The Mudcat Café TM
Thread #149881 Message #3489688
Posted By: Little Hawk
12-Mar-13 - 06:14 PM
Thread Name: BS: Psychobabble!
Subject: RE: BS: Psychobabble!
Leeneia - It is the loss of traditional community in our culture which has resulted in millions of people who are so isolated from one another that they don't have enough basis of mutual trust left to feel "safe" about some other adult innocently speaking to their child.
This wasn't the case in traditional communities as they existed not too long ago historically...before the automobile, the radio, the TV, the computer, the cellphone, and the airplane.
And it isn't the case in places where traditional community still does exist, as in much of the Third World, and in some intentional communities (such as churches, ashrams, communes, groups like the Amish, and other such groups of people who form a community around common values or philosophies, and who are used to relating to each other and trusting each other as friends within that community).
The underlying fear that people have of each other now in the developed world is based in a direct ratio to how little they actually know or associate with each other, and how much they are isolated in their little private boxes (their homes) with their little electronic companions (TV, Computer, ipod, iPhone, iPad, Facebook, etc.) rather than experiencing the normal give and take that occurs in a living community of persons who share the same 3-D life together, which is what used to be the normal thing before all our convenient technology took it away from us bit by bit. People don't frigging USE their front porches anymore! They're inside watching the damn TV.
We in the affluent countries are living in an Orwellian world now, and it's taking its toll on everyone, creating fear, paranoia, and isolation from one another.
The only way you can counteract that is to turn off your electronic companions, walk out the door, and find ways of building real community with other people in the real world.

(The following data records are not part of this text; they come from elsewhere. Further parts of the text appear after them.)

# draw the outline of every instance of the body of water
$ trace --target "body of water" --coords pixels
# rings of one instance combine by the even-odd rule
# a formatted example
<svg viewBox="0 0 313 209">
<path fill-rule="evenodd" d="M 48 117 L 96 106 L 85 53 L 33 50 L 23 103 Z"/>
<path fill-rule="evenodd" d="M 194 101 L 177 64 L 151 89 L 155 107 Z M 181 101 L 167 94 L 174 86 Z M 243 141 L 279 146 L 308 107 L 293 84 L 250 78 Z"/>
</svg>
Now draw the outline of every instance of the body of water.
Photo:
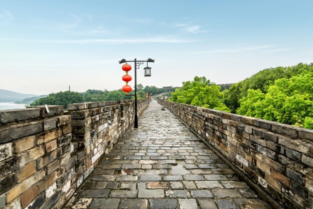
<svg viewBox="0 0 313 209">
<path fill-rule="evenodd" d="M 16 104 L 14 102 L 0 102 L 0 110 L 25 108 L 25 104 Z"/>
</svg>

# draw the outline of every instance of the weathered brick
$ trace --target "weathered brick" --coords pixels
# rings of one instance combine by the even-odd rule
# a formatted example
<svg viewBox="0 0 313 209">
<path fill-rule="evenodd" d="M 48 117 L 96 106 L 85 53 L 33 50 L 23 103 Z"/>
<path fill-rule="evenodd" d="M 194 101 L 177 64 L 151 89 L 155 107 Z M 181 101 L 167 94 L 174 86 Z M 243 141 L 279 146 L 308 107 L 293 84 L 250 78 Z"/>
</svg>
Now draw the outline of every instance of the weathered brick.
<svg viewBox="0 0 313 209">
<path fill-rule="evenodd" d="M 6 143 L 12 140 L 10 137 L 12 128 L 0 127 L 0 144 Z"/>
<path fill-rule="evenodd" d="M 62 136 L 61 128 L 56 128 L 53 130 L 40 134 L 37 136 L 37 144 L 46 143 L 52 140 L 56 139 Z"/>
<path fill-rule="evenodd" d="M 313 130 L 305 128 L 299 128 L 298 130 L 299 138 L 305 138 L 310 141 L 313 141 Z"/>
<path fill-rule="evenodd" d="M 276 123 L 273 124 L 272 126 L 272 130 L 279 134 L 284 134 L 290 136 L 297 136 L 297 131 L 298 128 L 295 128 L 286 124 Z"/>
<path fill-rule="evenodd" d="M 72 121 L 71 116 L 62 116 L 56 118 L 56 127 L 60 127 L 70 124 Z"/>
<path fill-rule="evenodd" d="M 38 159 L 44 154 L 44 148 L 42 146 L 39 146 L 30 150 L 28 154 L 29 161 L 33 161 Z"/>
<path fill-rule="evenodd" d="M 72 131 L 72 126 L 70 124 L 68 124 L 66 126 L 64 126 L 62 127 L 62 134 L 64 135 L 67 134 L 70 134 Z"/>
<path fill-rule="evenodd" d="M 58 144 L 56 144 L 56 140 L 49 142 L 48 142 L 45 145 L 46 152 L 50 152 L 53 151 L 58 148 Z"/>
<path fill-rule="evenodd" d="M 268 184 L 272 185 L 274 188 L 276 188 L 279 190 L 280 190 L 280 182 L 268 174 L 265 174 L 265 180 L 266 181 Z"/>
<path fill-rule="evenodd" d="M 35 174 L 27 178 L 14 188 L 8 190 L 6 194 L 6 202 L 10 202 L 12 200 L 26 191 L 28 188 L 41 180 L 45 176 L 44 171 L 37 172 Z"/>
<path fill-rule="evenodd" d="M 0 179 L 0 191 L 5 192 L 13 186 L 18 182 L 18 178 L 16 174 L 10 174 Z"/>
<path fill-rule="evenodd" d="M 56 118 L 49 119 L 44 121 L 44 132 L 55 128 L 56 127 Z"/>
<path fill-rule="evenodd" d="M 298 162 L 301 162 L 301 156 L 300 152 L 294 151 L 294 150 L 288 149 L 288 148 L 285 148 L 286 152 L 286 156 L 290 158 L 296 160 Z"/>
<path fill-rule="evenodd" d="M 313 167 L 313 158 L 302 154 L 302 158 L 301 158 L 301 162 L 308 166 Z"/>
<path fill-rule="evenodd" d="M 20 204 L 24 208 L 28 206 L 38 194 L 38 188 L 33 186 L 20 196 Z"/>
<path fill-rule="evenodd" d="M 33 161 L 26 164 L 18 170 L 18 180 L 20 182 L 25 178 L 32 175 L 36 172 L 35 162 Z"/>
<path fill-rule="evenodd" d="M 274 134 L 269 132 L 262 132 L 262 137 L 266 140 L 269 140 L 274 142 L 277 142 L 278 134 Z"/>
<path fill-rule="evenodd" d="M 271 151 L 270 150 L 265 148 L 262 146 L 260 146 L 258 144 L 256 144 L 256 147 L 258 152 L 269 156 L 272 159 L 275 160 L 277 158 L 277 154 L 275 153 L 275 152 Z"/>
<path fill-rule="evenodd" d="M 44 191 L 49 186 L 56 182 L 58 177 L 58 172 L 56 171 L 40 181 L 37 185 L 38 186 L 38 193 L 41 193 Z"/>
<path fill-rule="evenodd" d="M 12 126 L 10 137 L 12 140 L 17 140 L 22 137 L 28 136 L 39 133 L 42 131 L 42 122 L 32 122 L 26 124 Z"/>
<path fill-rule="evenodd" d="M 44 194 L 42 193 L 27 206 L 27 209 L 40 208 L 44 202 Z"/>
<path fill-rule="evenodd" d="M 62 149 L 58 148 L 48 153 L 46 156 L 42 157 L 36 160 L 37 170 L 40 170 L 51 162 L 56 158 L 60 158 L 62 153 Z"/>
<path fill-rule="evenodd" d="M 34 136 L 27 136 L 14 142 L 15 152 L 22 152 L 33 148 L 35 146 L 36 137 Z"/>
<path fill-rule="evenodd" d="M 60 167 L 60 162 L 58 160 L 53 161 L 46 166 L 46 174 L 50 175 L 53 172 L 58 168 Z"/>
<path fill-rule="evenodd" d="M 0 162 L 12 156 L 12 143 L 0 144 Z"/>
<path fill-rule="evenodd" d="M 30 118 L 39 118 L 40 111 L 38 108 L 12 109 L 0 110 L 0 123 L 24 120 Z"/>
<path fill-rule="evenodd" d="M 290 178 L 275 170 L 272 171 L 272 176 L 287 186 L 290 187 Z"/>
<path fill-rule="evenodd" d="M 261 170 L 263 170 L 268 174 L 271 174 L 272 172 L 270 172 L 270 168 L 268 166 L 262 162 L 260 160 L 256 160 L 256 166 L 258 168 L 259 168 Z"/>
</svg>

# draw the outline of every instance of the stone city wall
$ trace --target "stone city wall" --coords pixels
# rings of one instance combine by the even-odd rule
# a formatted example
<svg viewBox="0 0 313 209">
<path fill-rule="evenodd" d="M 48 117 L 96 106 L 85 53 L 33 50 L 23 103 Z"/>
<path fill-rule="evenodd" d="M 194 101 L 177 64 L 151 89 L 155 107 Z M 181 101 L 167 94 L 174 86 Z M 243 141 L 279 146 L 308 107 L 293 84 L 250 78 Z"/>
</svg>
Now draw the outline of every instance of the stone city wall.
<svg viewBox="0 0 313 209">
<path fill-rule="evenodd" d="M 158 100 L 284 208 L 313 208 L 313 130 Z"/>
<path fill-rule="evenodd" d="M 138 101 L 138 112 L 148 106 Z M 133 122 L 133 100 L 0 110 L 0 208 L 61 208 Z"/>
</svg>

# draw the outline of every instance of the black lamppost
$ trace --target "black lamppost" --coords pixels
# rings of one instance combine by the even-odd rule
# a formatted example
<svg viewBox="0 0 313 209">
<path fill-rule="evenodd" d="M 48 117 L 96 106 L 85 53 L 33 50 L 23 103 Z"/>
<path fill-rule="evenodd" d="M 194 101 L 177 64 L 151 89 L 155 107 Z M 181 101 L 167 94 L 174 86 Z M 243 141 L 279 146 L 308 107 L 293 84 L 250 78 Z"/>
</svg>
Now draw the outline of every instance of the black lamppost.
<svg viewBox="0 0 313 209">
<path fill-rule="evenodd" d="M 143 64 L 144 62 L 154 62 L 154 60 L 152 60 L 151 58 L 148 58 L 146 60 L 138 60 L 135 58 L 133 60 L 126 60 L 125 59 L 122 59 L 118 62 L 120 64 L 124 62 L 134 62 L 135 64 L 135 94 L 128 94 L 129 96 L 135 96 L 135 118 L 134 124 L 134 128 L 138 128 L 138 116 L 137 115 L 137 69 L 139 69 L 139 67 L 140 64 Z M 144 68 L 144 76 L 151 76 L 151 68 L 149 68 L 148 66 Z"/>
</svg>

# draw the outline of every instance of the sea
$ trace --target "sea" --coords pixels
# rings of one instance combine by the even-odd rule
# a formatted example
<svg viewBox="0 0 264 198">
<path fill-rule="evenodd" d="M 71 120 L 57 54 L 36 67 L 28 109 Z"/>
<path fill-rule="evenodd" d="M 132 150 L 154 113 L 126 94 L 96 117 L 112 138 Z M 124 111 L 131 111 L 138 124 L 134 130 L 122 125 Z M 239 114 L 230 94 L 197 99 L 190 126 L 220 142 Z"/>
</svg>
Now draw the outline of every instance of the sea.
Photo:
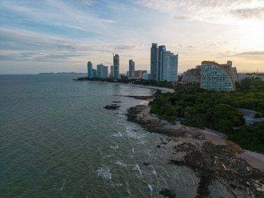
<svg viewBox="0 0 264 198">
<path fill-rule="evenodd" d="M 126 120 L 147 102 L 125 95 L 155 90 L 78 77 L 0 75 L 0 197 L 195 197 L 193 172 L 157 147 L 166 137 Z"/>
</svg>

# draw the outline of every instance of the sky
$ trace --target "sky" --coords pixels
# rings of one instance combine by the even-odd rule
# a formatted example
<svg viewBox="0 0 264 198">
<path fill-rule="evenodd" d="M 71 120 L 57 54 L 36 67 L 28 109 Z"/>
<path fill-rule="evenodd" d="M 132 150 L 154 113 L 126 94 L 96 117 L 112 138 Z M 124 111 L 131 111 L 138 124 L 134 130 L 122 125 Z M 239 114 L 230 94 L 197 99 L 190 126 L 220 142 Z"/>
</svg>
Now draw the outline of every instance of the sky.
<svg viewBox="0 0 264 198">
<path fill-rule="evenodd" d="M 180 72 L 232 60 L 264 72 L 264 0 L 0 0 L 0 74 L 150 70 L 151 43 L 179 53 Z M 110 68 L 108 69 L 110 70 Z"/>
</svg>

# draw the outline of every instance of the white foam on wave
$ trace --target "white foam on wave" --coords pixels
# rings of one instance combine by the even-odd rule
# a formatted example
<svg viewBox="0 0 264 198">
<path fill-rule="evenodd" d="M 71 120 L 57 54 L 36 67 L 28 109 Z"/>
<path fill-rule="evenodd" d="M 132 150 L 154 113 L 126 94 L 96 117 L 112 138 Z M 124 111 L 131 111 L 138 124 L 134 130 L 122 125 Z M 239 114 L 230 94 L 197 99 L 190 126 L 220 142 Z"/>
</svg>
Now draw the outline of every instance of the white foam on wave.
<svg viewBox="0 0 264 198">
<path fill-rule="evenodd" d="M 60 191 L 63 190 L 65 185 L 65 181 L 64 180 L 63 183 L 63 186 L 60 188 Z"/>
<path fill-rule="evenodd" d="M 118 131 L 117 133 L 114 133 L 114 134 L 113 134 L 113 136 L 114 136 L 114 137 L 122 137 L 122 133 L 120 133 L 120 131 Z"/>
<path fill-rule="evenodd" d="M 120 187 L 123 186 L 123 183 L 112 183 L 111 185 L 113 187 Z"/>
<path fill-rule="evenodd" d="M 105 158 L 111 158 L 111 157 L 113 157 L 113 155 L 108 155 L 108 156 L 103 156 L 103 158 L 105 159 Z"/>
<path fill-rule="evenodd" d="M 118 149 L 118 145 L 117 145 L 117 146 L 110 146 L 110 147 L 111 149 Z"/>
<path fill-rule="evenodd" d="M 140 168 L 140 166 L 138 165 L 138 164 L 135 164 L 134 165 L 134 168 L 133 168 L 134 170 L 138 170 L 139 172 L 140 172 L 140 176 L 142 176 L 142 172 L 141 172 L 141 170 Z"/>
<path fill-rule="evenodd" d="M 111 179 L 111 173 L 110 170 L 105 167 L 99 167 L 96 170 L 98 176 L 101 176 L 103 179 Z"/>
<path fill-rule="evenodd" d="M 153 189 L 152 189 L 151 185 L 150 185 L 150 184 L 148 183 L 148 184 L 147 184 L 147 188 L 149 188 L 149 190 L 150 190 L 150 191 L 152 192 Z"/>
<path fill-rule="evenodd" d="M 152 171 L 151 171 L 151 172 L 154 174 L 154 175 L 156 175 L 156 170 L 154 170 L 154 168 L 153 167 L 153 166 L 150 166 L 151 168 L 152 168 Z"/>
</svg>

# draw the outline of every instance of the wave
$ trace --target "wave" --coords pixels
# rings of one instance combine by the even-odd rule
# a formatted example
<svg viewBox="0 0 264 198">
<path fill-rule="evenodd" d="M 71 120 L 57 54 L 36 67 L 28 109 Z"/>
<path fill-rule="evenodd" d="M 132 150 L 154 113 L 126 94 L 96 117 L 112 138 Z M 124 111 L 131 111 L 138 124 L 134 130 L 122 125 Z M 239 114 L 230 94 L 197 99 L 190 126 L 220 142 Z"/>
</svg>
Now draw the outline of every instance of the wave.
<svg viewBox="0 0 264 198">
<path fill-rule="evenodd" d="M 110 147 L 111 149 L 118 149 L 118 145 L 117 145 L 117 146 L 110 146 Z"/>
<path fill-rule="evenodd" d="M 106 167 L 99 167 L 96 170 L 98 176 L 101 176 L 103 179 L 111 179 L 111 173 L 110 170 Z"/>
</svg>

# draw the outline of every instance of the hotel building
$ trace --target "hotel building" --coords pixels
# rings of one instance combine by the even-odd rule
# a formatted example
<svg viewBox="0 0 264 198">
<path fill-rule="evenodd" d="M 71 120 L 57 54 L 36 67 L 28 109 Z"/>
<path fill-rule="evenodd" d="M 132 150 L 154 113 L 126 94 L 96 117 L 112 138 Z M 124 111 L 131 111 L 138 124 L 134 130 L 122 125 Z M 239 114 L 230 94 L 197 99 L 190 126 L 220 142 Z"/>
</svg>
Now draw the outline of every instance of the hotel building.
<svg viewBox="0 0 264 198">
<path fill-rule="evenodd" d="M 216 91 L 236 91 L 235 81 L 231 72 L 225 67 L 211 61 L 201 63 L 200 88 Z"/>
</svg>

The one (and only) electronic companion that takes up way too much of my time is the computer. And I know it. But I do find ways of participating in community outside the front door. Those things I experience in real 3-D community mean ten times to me what anything I get from this computer does...and belonging to a digital (online) community can't possibly match what one gets out of traditional community in the 3-D world. Matter of fact, I think that most of the time online community is just a way for a lot of people to keep themselves distracted, briefly amused, fight boredom, and hide from dealing with actual life in the real world.